The stream of English-speaking riders who joined ACBB through the early ’80s came to be known as the Foreign Legion. After British riders Paul Sherwen and Graham Jones successfully graduated to professional teams, Wiegant struck even more luck in 1979 when he signed Millar and Phil Anderson. The Scot and the Australian were very different types of rider but both had worked hard and sacrificed a great deal to get such an opportunity, and they weren’t going to let it slip through their fingers.
They knew that Wiegant was ruthless. He had been known to send underperforming riders home from the February training camps in the South of France, effectively ending their careers. So the new recruits made sure to impress their new boss in the early-season training races; Millar won the Grand Prix de Grasse and Anderson the Grand Prix de Sanary. With their places on the team cemented, Millar and Anderson battled through nepotism and the hostility of their French teammates to each build a palmarès that would snag a professional contract. Both riders signed for Peugeot at the end of 1979.
Ultimately though, Peugeot’s team in the 1980s proved to be only another finishing school, albeit at a higher level than ACBB. Like Merckx, early success came to Millar and Anderson at Peugeot, which developed their skills before they moved on to other teams. Peugeot seemed to be mired in internal feuds, petty squabbles and poor leadership, whereas their chief rivals (Renault and Panasonic) had the kind of unity and self-belief that only a fearsome directeur sportif can create.
In the 1985 Granada TV documentary about Millar, “The High Life,” Millar meets with the talented young British rider Joey McLoughlin from Liverpool, then riding for illfated British formation ANC-Halfords.
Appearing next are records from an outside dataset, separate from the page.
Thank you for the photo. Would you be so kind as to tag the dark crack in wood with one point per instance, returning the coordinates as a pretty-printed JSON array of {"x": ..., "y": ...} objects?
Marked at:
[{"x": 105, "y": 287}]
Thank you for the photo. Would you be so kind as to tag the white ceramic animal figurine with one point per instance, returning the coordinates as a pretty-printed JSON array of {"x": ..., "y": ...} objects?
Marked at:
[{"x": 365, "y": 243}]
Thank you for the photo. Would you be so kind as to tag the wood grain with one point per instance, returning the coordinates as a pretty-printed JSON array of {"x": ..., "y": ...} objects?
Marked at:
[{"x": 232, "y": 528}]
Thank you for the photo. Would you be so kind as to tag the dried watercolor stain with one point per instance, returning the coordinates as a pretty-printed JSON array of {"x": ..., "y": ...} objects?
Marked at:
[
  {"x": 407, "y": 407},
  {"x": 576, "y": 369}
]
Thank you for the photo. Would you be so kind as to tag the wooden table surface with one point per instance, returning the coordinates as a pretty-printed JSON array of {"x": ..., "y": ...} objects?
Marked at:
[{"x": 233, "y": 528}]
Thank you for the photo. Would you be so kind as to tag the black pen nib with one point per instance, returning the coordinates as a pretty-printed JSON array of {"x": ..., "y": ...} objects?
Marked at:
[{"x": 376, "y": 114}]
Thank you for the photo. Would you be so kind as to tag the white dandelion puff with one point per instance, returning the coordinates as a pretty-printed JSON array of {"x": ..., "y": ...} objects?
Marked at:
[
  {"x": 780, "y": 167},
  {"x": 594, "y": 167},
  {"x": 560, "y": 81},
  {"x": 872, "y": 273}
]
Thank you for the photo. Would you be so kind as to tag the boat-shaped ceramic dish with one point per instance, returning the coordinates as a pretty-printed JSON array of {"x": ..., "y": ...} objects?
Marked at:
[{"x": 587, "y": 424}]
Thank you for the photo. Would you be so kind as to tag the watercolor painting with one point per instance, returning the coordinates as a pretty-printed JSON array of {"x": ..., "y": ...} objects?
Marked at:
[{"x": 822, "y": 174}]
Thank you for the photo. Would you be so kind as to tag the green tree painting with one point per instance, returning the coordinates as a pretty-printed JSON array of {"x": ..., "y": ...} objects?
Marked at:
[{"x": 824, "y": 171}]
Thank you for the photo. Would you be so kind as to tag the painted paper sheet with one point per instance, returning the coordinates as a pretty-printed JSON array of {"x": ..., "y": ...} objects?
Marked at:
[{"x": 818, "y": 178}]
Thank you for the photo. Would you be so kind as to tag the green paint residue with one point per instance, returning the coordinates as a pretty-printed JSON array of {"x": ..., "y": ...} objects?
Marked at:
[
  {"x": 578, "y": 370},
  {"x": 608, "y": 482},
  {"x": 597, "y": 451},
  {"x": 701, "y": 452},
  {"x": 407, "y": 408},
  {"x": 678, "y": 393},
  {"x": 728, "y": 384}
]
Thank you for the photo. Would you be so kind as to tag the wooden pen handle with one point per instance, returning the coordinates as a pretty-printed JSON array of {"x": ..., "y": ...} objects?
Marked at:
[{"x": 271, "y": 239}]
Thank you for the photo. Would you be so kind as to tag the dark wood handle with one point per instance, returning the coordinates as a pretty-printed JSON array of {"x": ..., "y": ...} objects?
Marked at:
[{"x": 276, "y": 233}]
Peugeot directeur sportif Roland Berland has made McLoughlin a contract offer but McLoughlin is undecided. “What do you reckon on this Berland bloke?” McLoughlin asks Millar, as they slouch over their bikes in blazing hot sunshine in Italy, the day before they’ll ride the 1985 world road race championship for Great Britain.
Millar shrugs: “Depends how you take him. I can’t say anything right now because I know a few things; but the team’s okay.” Hardly a ringing endorsement. After the worlds, Millar signed for Peter Post’s Panasonic team. McLoughlin stayed with ANC-Halfords, though three years later he moved to Team Z, which rode Peugeot bikes. The last year that Peugeot was the team’s title sponsor was 1986—the final year of those iconic black-and-white checkerboard jerseys. More than 80 years of cycling history had come to an end. All that remains are results in the sport’s history books, replica jerseys and, for me, memories of long summer days rolling through the countryside of the Dordogne.